Ein Schrei, der ihr durch Mark und Bein ging, schreckte Odarike aus dem Schlaf.

Süßer Jesus, was war passiert? Mit klopfendem Herzen setzte sie sich auf, schlug fröstelnd die Arme um ihre bloße Brust und starrte in das Halbdämmer der Schlafkammer.

Wer in aller Welt hatte so fürchterlich geschrien? Agino?

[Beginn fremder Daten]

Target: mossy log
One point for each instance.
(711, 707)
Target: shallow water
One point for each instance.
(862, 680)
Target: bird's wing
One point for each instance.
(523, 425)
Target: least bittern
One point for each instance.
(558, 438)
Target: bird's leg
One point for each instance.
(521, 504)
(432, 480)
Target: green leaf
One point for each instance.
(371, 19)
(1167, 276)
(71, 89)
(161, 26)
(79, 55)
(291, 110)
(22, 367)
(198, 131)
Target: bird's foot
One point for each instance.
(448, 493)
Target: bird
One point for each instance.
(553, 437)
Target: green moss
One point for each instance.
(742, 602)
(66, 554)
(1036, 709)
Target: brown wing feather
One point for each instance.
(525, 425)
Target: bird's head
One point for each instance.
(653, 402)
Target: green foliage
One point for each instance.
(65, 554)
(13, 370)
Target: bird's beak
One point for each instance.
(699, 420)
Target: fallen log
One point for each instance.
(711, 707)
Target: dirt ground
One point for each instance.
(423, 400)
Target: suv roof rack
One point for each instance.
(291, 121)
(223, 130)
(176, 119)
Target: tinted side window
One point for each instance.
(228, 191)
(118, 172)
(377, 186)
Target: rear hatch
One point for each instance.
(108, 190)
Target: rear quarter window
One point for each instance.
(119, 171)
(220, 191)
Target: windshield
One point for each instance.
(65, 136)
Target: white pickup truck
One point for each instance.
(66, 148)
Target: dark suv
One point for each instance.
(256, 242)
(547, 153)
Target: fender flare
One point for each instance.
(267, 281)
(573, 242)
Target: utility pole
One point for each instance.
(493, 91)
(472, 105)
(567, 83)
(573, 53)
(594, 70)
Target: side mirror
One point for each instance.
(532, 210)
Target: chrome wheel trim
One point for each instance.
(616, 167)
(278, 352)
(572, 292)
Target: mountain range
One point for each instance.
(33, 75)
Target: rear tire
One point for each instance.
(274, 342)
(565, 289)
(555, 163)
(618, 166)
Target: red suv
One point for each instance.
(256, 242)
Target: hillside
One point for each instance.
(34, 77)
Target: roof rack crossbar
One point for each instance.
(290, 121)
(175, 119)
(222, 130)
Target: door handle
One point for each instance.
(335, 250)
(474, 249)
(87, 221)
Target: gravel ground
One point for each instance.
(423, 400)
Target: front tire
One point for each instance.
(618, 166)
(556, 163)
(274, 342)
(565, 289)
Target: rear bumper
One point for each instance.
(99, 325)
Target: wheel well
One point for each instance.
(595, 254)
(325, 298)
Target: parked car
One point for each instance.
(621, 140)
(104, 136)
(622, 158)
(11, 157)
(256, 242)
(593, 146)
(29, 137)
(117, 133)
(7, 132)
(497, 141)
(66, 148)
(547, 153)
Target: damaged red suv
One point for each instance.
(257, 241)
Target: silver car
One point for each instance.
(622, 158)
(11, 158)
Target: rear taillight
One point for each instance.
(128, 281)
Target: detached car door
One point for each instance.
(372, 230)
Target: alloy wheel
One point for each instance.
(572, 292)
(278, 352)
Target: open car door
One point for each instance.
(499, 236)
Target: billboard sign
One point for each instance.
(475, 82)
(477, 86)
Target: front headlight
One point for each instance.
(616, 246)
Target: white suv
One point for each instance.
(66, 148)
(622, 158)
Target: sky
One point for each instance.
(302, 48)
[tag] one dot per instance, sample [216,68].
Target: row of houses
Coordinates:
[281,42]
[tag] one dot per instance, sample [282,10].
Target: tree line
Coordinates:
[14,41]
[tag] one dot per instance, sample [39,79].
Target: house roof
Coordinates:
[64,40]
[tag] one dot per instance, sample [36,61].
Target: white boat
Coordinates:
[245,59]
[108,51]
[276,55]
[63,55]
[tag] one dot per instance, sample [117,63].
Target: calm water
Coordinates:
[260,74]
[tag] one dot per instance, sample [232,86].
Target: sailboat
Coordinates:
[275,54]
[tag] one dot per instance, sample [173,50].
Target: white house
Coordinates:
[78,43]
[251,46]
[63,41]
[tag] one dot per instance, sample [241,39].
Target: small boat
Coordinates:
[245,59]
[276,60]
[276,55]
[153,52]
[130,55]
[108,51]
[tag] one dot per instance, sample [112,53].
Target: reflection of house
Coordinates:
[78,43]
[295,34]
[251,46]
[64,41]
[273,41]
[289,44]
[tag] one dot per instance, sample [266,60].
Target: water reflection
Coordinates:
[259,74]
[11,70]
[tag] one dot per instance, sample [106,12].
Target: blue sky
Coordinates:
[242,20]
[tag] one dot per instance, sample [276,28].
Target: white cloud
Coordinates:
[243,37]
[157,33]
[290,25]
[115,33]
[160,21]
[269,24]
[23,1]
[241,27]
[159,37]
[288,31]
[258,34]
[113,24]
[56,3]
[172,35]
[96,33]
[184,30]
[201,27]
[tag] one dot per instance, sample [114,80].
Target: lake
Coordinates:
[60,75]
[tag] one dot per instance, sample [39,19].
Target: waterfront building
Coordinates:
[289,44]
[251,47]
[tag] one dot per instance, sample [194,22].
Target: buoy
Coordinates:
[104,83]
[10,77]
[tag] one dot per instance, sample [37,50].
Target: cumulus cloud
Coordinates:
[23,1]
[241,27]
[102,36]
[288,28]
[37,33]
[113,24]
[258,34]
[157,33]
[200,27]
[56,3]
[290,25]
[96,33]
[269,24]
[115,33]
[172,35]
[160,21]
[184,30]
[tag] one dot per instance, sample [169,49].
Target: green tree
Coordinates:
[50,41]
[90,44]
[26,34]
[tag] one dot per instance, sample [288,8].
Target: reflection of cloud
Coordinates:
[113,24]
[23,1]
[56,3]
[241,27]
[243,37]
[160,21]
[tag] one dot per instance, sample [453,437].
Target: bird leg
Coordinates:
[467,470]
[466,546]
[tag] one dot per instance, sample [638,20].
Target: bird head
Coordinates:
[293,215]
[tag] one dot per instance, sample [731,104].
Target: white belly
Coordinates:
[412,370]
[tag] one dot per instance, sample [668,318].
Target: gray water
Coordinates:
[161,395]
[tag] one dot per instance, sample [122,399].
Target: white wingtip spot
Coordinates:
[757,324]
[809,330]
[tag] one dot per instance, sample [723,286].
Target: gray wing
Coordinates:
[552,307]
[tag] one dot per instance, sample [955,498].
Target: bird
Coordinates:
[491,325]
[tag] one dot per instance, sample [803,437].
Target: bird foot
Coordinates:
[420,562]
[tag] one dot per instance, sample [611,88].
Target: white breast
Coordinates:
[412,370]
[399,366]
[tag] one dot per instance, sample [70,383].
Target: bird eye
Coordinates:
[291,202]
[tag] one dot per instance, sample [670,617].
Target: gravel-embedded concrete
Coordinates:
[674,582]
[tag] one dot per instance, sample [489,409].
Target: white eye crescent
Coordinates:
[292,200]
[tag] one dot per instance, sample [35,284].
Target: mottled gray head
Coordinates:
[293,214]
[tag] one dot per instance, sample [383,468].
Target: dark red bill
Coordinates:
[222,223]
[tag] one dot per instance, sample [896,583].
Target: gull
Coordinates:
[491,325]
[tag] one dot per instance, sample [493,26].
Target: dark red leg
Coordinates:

Noch im selben Moment, als sie einen raschen Blick neben sich warf und das schummrige Nachtlicht ihr den leeren Platz an ihrer Seite zeigte, fiel ihr ein, dass ihr Gatte die Burg schon vor Tagen verlassen hatte. Mit großem Gefolge war er nach Aachen gezogen, um der Wahl von Kaiser Konrads Sohn zum Thronfolger beizuwohnen.

Noch immer hallte der markerschütternde Schrei in ihren Ohren nach, doch so angestrengt Odarike auch lauschte, konnte sie nur die vertrauten nächtlichen Geräusche hören: die regelmäßigen Atemzüge ihres Kindes, das in der Wiege zu ihrer Rechten schlummerte. Das leise Schnaufen der Magd zu Füßen der Bettstatt. Ein gelegentliches Knarren im Gebälk der Decke.

Allmählich dämmerte ihr, dass der Schrei nur ein Traum gewesen sein konnte, ein Alp, der sie im Schlaf verfolgt hatte. Aber warum wollte dann das unruhige Flattern in ihrem Magen nicht weichen?

Für einen Augenblick erwog Odarike, die Magd zu wecken, damit sie unten in der Halle nach dem Rechten sähe, schlug dann aber die Felle zurück und griff nach ihren Gewändern. So unruhig, wie sie war, würde sie ohnehin nicht mehr einschlafen können. Da konnte sie auch selbst nachsehen.

Rasch schlüpfte sie in Untergewand und Schuhe, streifte das winterwollene Obergewand über und schlang den Gürtel um ihre Hüfte. Als sie schließlich nach dem Nachtlicht griff, ließ ein Klimpern sie heftig zusammenzucken, und vor Schreck biss sie sich auf die Lippe. Muttergottes! Was für ein übler Nachtmahr mochte das gewesen sein, der sie im Traum heimgesucht hatte, wenn schon das vertraute Geräusch des Schlüsselbundes an ihrem Gürtel sie derart aus der Fassung brachte?

Die Magd schien von dem Klimpern nicht erwacht zu sein, und mit einem Blick in die Wiege überzeugte sich Odarike davon, dass auch ihr Sohn noch friedlich schlief.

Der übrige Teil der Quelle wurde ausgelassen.